VOICEINDONESIA.CO, Badung – Kantor Imigrasi Ngurah Rai menggandeng aparat pemerintah daerah untuk memperkuat pengawasan terhadap warga negara asing (WNA), khususnya yang menginap di penginapan ilegal atau tidak berizin di wilayah Kabupaten Badung, Bali.
“Kami membuka jalur komunikasi melalui grup koordinasi lintas instansi,” ujar Kepala Bidang Intelijen dan Penindakan Keimigrasian (Inteldakim) Ngurah Rai, Raja Ulul Azmi Syahwali, dalam rapat tim pengawasan orang asing di Kuta, Rabu (30/7/2025).
Ia mengatakan sejumlah tantangan pengawasan masih terjadi, antara lain WNA yang tinggal di vila ilegal, perilaku mabuk, hingga pelanggaran aturan keimigrasian lainnya.
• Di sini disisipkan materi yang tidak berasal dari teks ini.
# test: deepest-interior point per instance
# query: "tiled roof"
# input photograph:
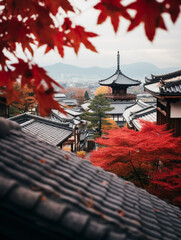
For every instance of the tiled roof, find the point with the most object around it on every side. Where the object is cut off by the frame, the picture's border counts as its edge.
(119, 107)
(47, 193)
(165, 85)
(119, 79)
(52, 132)
(139, 110)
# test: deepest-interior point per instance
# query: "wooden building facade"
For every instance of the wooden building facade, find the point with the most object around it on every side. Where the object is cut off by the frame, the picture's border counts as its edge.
(167, 89)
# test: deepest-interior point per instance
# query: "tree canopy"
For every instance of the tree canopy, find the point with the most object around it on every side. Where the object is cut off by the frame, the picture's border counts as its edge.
(30, 24)
(150, 158)
(97, 114)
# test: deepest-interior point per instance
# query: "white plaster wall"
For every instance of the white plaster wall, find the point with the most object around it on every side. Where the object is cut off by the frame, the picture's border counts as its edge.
(175, 110)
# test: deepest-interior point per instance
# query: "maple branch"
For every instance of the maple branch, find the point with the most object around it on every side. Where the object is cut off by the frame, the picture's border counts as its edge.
(135, 171)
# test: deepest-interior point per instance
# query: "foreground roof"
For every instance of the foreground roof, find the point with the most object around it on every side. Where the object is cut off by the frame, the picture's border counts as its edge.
(50, 131)
(52, 194)
(119, 107)
(119, 79)
(165, 85)
(139, 111)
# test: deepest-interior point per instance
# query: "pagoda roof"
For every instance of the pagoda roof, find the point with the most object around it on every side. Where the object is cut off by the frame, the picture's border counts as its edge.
(119, 79)
(140, 111)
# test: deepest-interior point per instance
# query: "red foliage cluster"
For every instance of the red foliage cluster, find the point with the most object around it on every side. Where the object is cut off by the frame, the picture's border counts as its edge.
(150, 158)
(30, 24)
(148, 12)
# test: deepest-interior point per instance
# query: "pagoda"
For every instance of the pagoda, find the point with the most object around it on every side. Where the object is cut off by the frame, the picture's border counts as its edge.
(119, 84)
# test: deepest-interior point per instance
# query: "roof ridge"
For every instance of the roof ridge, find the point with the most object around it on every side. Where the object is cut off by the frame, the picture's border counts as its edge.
(6, 125)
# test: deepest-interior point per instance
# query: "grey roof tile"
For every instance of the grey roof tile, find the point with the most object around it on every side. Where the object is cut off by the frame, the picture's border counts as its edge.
(24, 197)
(165, 85)
(66, 197)
(52, 132)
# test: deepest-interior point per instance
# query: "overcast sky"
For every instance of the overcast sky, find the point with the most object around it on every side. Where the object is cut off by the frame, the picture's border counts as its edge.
(164, 51)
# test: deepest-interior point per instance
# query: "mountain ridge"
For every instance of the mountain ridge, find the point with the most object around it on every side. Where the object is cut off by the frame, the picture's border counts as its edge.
(138, 70)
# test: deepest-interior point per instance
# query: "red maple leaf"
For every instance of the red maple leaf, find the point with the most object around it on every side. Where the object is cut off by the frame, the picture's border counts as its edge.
(77, 35)
(113, 9)
(46, 101)
(149, 13)
(173, 8)
(54, 5)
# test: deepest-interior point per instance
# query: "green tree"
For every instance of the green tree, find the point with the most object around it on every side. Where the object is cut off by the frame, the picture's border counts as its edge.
(86, 95)
(97, 114)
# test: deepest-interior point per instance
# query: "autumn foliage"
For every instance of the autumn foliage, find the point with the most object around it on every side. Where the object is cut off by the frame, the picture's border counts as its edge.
(31, 24)
(26, 101)
(110, 124)
(150, 158)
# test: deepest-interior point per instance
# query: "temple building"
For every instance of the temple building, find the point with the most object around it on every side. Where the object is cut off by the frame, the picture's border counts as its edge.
(167, 89)
(119, 84)
(120, 99)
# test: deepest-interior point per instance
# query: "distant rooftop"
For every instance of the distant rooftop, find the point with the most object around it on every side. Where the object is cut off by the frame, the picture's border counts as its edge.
(119, 79)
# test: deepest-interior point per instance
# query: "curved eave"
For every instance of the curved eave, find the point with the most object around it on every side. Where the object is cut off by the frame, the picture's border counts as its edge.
(108, 81)
(119, 79)
(159, 94)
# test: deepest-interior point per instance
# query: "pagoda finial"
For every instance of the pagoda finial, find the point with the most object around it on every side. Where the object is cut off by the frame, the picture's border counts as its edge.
(118, 61)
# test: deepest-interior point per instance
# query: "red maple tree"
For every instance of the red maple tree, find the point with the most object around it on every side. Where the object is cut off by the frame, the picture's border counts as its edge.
(150, 158)
(30, 24)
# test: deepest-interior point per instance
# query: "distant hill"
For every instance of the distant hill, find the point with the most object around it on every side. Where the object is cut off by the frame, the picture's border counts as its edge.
(137, 70)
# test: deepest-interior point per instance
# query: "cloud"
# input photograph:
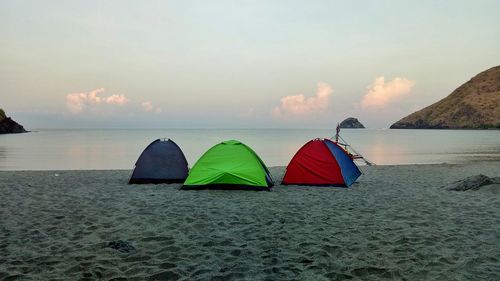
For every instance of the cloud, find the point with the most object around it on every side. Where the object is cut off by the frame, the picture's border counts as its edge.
(149, 107)
(380, 93)
(80, 102)
(117, 99)
(300, 105)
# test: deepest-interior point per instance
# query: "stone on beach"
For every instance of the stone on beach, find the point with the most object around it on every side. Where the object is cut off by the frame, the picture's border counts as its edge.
(472, 183)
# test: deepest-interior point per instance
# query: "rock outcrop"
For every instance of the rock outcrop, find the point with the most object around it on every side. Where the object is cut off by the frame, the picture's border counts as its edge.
(9, 126)
(351, 123)
(473, 183)
(474, 105)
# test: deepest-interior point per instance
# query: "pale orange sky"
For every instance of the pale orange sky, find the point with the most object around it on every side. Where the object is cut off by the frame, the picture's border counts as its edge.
(237, 63)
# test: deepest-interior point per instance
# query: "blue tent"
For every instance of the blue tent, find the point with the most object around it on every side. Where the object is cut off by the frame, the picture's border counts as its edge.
(161, 162)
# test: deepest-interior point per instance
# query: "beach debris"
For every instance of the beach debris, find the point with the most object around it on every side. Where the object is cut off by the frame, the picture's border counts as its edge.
(472, 183)
(120, 245)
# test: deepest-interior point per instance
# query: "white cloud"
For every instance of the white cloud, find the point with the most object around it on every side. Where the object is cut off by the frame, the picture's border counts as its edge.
(380, 94)
(80, 102)
(149, 107)
(117, 99)
(300, 105)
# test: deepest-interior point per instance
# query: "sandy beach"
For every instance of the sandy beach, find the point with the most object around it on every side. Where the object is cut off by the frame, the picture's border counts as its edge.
(396, 222)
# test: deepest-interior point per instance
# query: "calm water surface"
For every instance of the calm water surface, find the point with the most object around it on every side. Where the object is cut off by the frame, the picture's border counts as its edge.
(119, 149)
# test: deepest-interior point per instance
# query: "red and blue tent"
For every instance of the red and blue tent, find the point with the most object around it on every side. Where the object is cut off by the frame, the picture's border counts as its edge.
(321, 162)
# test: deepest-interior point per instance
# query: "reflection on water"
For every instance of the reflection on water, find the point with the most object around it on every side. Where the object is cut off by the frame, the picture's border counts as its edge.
(119, 149)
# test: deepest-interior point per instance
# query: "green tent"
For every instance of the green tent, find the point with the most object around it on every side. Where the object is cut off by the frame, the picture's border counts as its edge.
(229, 165)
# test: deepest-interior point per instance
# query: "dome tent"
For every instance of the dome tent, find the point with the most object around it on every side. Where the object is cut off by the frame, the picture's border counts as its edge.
(161, 162)
(229, 165)
(321, 162)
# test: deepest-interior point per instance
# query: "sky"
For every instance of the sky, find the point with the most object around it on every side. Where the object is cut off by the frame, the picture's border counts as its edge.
(237, 64)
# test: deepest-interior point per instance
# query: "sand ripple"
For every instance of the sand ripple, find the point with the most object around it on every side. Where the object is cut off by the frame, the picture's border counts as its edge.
(396, 223)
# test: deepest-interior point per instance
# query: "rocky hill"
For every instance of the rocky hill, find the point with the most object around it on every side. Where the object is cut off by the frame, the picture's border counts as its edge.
(474, 105)
(351, 123)
(9, 126)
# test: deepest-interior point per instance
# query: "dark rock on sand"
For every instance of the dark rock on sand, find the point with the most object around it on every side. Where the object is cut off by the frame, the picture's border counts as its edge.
(472, 183)
(120, 245)
(351, 123)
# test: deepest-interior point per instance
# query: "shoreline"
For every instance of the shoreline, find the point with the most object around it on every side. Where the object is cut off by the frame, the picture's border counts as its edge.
(395, 222)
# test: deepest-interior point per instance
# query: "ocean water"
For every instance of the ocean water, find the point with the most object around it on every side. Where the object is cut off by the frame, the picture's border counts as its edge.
(119, 148)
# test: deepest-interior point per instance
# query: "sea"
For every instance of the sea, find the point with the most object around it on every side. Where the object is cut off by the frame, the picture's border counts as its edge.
(107, 149)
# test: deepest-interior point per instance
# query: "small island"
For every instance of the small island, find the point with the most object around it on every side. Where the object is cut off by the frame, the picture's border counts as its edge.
(351, 123)
(9, 126)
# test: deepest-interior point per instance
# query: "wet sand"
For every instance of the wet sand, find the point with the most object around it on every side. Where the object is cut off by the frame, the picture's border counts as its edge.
(396, 222)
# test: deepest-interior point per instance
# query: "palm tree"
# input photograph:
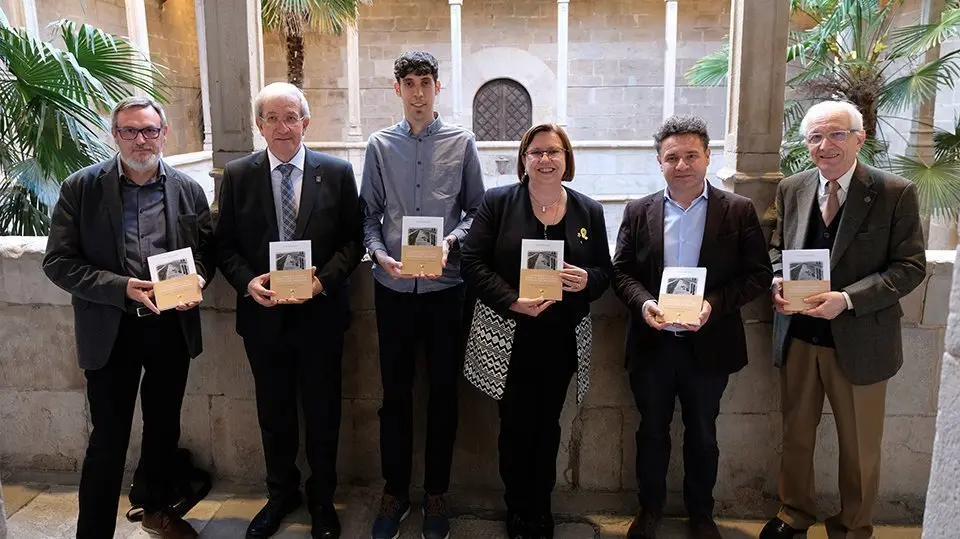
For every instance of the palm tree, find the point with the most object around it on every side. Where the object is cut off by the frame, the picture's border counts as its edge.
(851, 50)
(292, 17)
(51, 102)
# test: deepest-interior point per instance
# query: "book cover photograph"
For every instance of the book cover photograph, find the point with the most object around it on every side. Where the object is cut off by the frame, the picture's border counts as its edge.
(540, 265)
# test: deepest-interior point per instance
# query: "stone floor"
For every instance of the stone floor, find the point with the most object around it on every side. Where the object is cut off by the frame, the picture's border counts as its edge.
(41, 510)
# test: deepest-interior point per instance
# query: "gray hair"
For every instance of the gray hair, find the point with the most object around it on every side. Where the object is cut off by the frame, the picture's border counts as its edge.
(137, 102)
(275, 89)
(825, 108)
(681, 125)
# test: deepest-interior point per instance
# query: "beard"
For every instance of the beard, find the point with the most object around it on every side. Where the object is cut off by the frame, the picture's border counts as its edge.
(141, 165)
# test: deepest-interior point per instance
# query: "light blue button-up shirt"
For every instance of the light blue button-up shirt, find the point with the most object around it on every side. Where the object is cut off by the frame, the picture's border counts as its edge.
(683, 230)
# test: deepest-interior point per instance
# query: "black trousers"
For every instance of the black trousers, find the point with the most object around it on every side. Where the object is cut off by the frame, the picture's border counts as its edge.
(673, 373)
(542, 362)
(305, 359)
(153, 346)
(405, 320)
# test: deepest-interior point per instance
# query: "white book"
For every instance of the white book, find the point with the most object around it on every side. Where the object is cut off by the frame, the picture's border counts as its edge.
(422, 231)
(806, 265)
(171, 264)
(290, 255)
(541, 254)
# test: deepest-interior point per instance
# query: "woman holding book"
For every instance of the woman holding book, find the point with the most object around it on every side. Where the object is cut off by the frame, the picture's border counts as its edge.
(550, 338)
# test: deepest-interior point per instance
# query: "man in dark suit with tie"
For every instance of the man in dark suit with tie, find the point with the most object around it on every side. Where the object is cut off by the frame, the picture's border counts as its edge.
(689, 224)
(289, 193)
(110, 217)
(846, 344)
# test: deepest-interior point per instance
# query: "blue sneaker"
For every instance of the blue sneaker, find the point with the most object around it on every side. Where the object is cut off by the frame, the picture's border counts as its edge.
(436, 524)
(392, 512)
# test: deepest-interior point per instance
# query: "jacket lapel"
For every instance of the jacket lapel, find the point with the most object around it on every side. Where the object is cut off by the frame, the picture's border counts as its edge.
(716, 213)
(308, 192)
(171, 198)
(861, 197)
(805, 197)
(110, 180)
(655, 228)
(265, 186)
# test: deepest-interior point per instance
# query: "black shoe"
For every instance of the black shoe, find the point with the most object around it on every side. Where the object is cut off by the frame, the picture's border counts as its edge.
(541, 526)
(518, 527)
(325, 524)
(645, 525)
(778, 529)
(268, 520)
(703, 527)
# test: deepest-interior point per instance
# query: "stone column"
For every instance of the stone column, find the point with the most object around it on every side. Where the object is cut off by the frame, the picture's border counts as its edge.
(204, 74)
(751, 158)
(563, 33)
(23, 13)
(456, 60)
(940, 518)
(354, 131)
(670, 60)
(235, 67)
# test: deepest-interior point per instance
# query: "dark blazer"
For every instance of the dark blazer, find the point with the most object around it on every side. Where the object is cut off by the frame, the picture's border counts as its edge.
(491, 255)
(329, 216)
(738, 271)
(85, 253)
(877, 258)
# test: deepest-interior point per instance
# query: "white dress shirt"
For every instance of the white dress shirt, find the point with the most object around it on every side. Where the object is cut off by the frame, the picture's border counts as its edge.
(276, 179)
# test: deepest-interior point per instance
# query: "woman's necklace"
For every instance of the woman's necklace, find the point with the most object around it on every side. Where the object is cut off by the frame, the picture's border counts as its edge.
(544, 207)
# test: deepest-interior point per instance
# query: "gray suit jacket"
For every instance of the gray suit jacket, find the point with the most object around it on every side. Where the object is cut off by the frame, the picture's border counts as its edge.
(877, 258)
(85, 253)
Baca Juga: Kelas Migran di Kampus Siapkan Mahasiswa Jadi Pekerja Profesional
Untuk itu, sinergi antarinstansi dinilai krusial agar pengawasan berjalan efektif, termasuk dalam merespons laporan dari berbagai pihak secara cepat.
Raja menekankan pentingnya pelaporan keberadaan WNA oleh pengelola tempat menginap melalui aplikasi pelaporan orang asing (Apoa), sebagaimana diatur dalam Undang-Undang Nomor 6 Tahun 2011 tentang Keimigrasian.
Selain Apoa, kanal Layanan Data Keimigrasian (LDK) juga menjadi alat bantu bagi instansi dalam memperoleh data yang akurat dan efisien untuk pengawasan.
Baca Juga: CPMI Wajib Pahami Literasi Migrasi Agar Tak Terjebak Calo
Ia menambahkan, penurunan okupansi hotel saat ini diduga berkaitan dengan menjamurnya vila dan penginapan yang beroperasi tanpa izin resmi.
Selama kuartal pertama 2025, Kantor Imigrasi Ngurah Rai telah melakukan 402 Tindakan Administratif Keimigrasian (TAK), termasuk 135 kasus deportasi dan 121 pendetensian. Sebagian besar kasus berkaitan dengan overstay atau melebihi masa tinggal yang diizinkan.
“Pengawasan orang asing tidak bisa dilakukan sendiri, tetapi memerlukan keterlibatan aktif seluruh unsur, baik pemerintah, aparat keamanan, maupun masyarakat,” ujarnya.
Wilayah kerja Kantor Imigrasi Ngurah Rai mencakup Kuta, Kuta Utara, dan Kuta Selatan di Kabupaten Badung.
Sebagai informasi, WNA yang melanggar aturan keimigrasian dapat dikenai sanksi berupa deportasi, serta denda beban Rp1 juta per hari jika masih berada di Indonesia setelah izin tinggalnya habis kurang dari 60 hari.
Jika lebih dari 60 hari dan tidak membayar denda, maka yang bersangkutan akan dideportasi dan masuk daftar penangkalan.